In the beginning, we had a plot of yields of individual bonds against time to maturity, the crudest form of "yield curve."
Years later, people began hand-drawing a smoothed line through these yields as closely as possible. Because bonds have different coupon rates, making their yields hard to compare, people tend to draw the curve through bonds trading close to par (100), making these the earliest form of "par yield curves."

Later on, people discovered that they can use much better models to construct these curves more "scientifically" (e.g., in ways that use discounted cash flow principles and account for the differing coupon rates of bonds). Many models are proposed, including the Nelson-Siegel model, cubic splines, exponential splines, etc. These models all attempt to accomplish the same thing – create a curve that best fits the prices or yields of observed bond yields/prices.

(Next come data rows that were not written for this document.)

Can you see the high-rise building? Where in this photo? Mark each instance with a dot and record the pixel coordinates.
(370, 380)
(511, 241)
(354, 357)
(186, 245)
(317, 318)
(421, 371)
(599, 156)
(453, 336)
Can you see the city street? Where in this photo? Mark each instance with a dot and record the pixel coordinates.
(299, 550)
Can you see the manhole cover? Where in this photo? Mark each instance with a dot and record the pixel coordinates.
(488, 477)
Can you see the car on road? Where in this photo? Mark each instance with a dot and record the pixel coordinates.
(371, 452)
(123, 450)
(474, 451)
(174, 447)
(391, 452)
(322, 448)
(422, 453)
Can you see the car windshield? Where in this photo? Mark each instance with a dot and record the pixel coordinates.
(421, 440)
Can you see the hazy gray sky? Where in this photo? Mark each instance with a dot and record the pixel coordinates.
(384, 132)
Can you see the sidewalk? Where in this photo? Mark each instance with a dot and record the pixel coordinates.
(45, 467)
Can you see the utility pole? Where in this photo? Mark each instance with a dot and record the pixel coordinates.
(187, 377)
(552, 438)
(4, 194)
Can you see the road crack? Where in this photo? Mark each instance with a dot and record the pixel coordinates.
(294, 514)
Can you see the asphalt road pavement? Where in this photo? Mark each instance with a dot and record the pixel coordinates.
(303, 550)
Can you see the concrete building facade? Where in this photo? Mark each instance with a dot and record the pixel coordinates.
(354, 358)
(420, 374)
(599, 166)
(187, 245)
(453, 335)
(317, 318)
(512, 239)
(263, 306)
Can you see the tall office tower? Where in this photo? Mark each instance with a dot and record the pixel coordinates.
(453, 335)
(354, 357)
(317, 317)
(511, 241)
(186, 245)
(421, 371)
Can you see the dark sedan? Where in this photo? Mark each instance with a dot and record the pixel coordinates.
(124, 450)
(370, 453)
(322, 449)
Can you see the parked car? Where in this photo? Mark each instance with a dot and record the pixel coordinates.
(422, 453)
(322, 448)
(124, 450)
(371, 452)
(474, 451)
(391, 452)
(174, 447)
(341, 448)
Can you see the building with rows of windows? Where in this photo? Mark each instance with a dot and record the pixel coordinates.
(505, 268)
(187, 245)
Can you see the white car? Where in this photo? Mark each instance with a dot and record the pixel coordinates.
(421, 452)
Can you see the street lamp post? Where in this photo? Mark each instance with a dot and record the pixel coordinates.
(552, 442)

Now back to your questions:
Nelson-Siegel, like any other curve fitting procedures, can be used to produce smoothed yield curves. The outputs from the model can be the zero coupon curve (zero coupon rates against time), par curve (yields and coupon rates of par bonds against time), or forward curve (forward short-term interest rates). These curves are just mathematical transformations of each other. From a single model, you automatically get all of them.
The inputs to these models (NS included) are almost always coupon bonds, not zero coupon bonds (so yes, bonds of different coupon rates are used to calibrate the model). But as said, you get both zero coupon curve and coupon yield curve out of the model.
Quants/researchers like to work with zero coupon rates, because of their mathematical simplicity. But par curves are frequently the preferred presentation format, since they are more directly comparable with observed yields.